And then I want to name just one other quick development that I’ve been tracking from a narrative perspective, which is that the progressive sector is becoming more and more honest about the fact that we don’t always agree about how change happens. We’re ditching fake unity and homogenous strategies, which in my opinion is an excellent thing. So, one example from last year, during the 2020 uprisings in the US and globally, “Defund the Police” permeated the streets, the airwaves, the halls of Congress, the digital spaces, and it transcended borders and regimes, languages and culture, and it quickly became a rallying cry of the globally oppressed. Instances of police terror and the resulting uprisings gave us narrative strategists an opportunity to proliferate visionary messages and build narrative power for ideas, and stories, and policies that advanced innovative approaches to community safety and peacekeeping, but when Movement for Black Lives (M4BL) and our allies made the demand to defund the police, we were shamed and stigmatized on a national level by “progressives,” people who were really upset with us, you know, and they reached out to us, like, wagging their fingers telling us all the ways that we were being “divisive” and “unstrategic.” And I just want to point to you that this happened when I was the comms director at Black Lives Matter. This happened to us. They said, “Why are you saying, ‘Black Lives Matter’? Can’t you just say, ‘Black Lives Matter, too?’” It was just people being really afraid of a radical assertion that “Black lives matter” and wanting us to kind of water it down in some ways.

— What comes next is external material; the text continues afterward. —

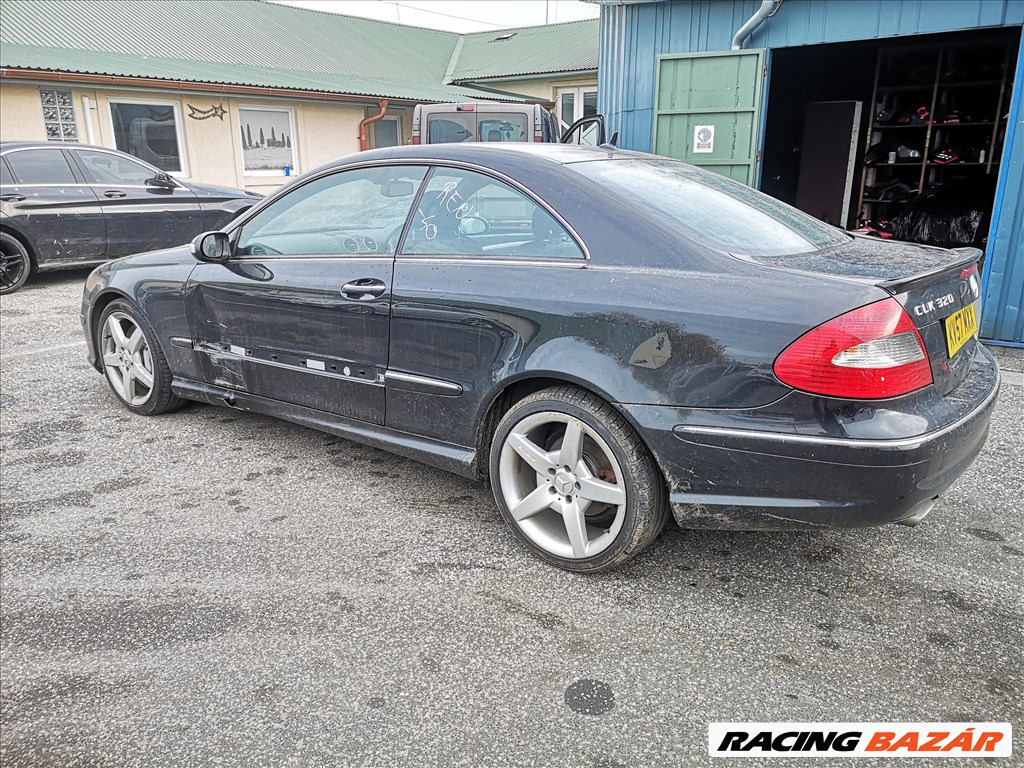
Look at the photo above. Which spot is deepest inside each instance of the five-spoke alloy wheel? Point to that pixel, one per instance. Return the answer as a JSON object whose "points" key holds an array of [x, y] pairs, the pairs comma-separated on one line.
{"points": [[14, 263], [573, 481], [133, 361]]}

But it wasn’t just people in nonprofits; it was also the president—the incoming president and the former president—who were chastising us, right? People wanted to know why we couldn’t say things like “Reimagine Public Safety”—which, by the way people are using that frame—or “Divest from Policing.” Why were we saying “defund”? The reason why this is important is that these ideas that we’re espousing now are unpopular, but that’s what tends to happen with civil rights work. They will be the norm in the future; in the meantime, we’ll be considered kind of provocateurs. But I want to point to something that maybe won’t be reported on in kind of long-form analyses of last year’s power-building opportunities, which is that we played a flanking role to the moderates and to the centrists who won kind of progressive-ish wins in 2020. So, a positive radical flank effect can occur when the bargaining position of moderates is strengthened by the presence of more radical groups (i.e., us) and those radicals can provide a militant foil against which moderate strategies and demands are redefined and normalized—in other words, kind of made more reasonable. So, it’s kind of simple psychology: We offer constituents something wild and shocking to them, and kind of more pacified and reformist ideas become appealing, and this is why it’s so important.

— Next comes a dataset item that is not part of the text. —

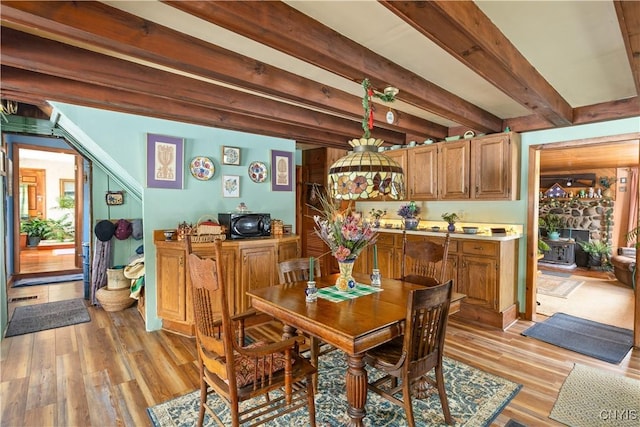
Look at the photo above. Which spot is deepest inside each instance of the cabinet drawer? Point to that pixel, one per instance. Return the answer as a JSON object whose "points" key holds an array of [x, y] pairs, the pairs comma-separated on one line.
{"points": [[386, 239], [476, 247]]}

So, I’ll talk later about the successes and challenges of “Defund” as a demand and as a modern example of systems and belief change, but in terms of engagement, communications and mobilization for social movements, both the growth of the field and the emergence of different factions, have made our ideas more potent and are allowing us to get to the root of the problems instead of tinkering around the edges of those problems.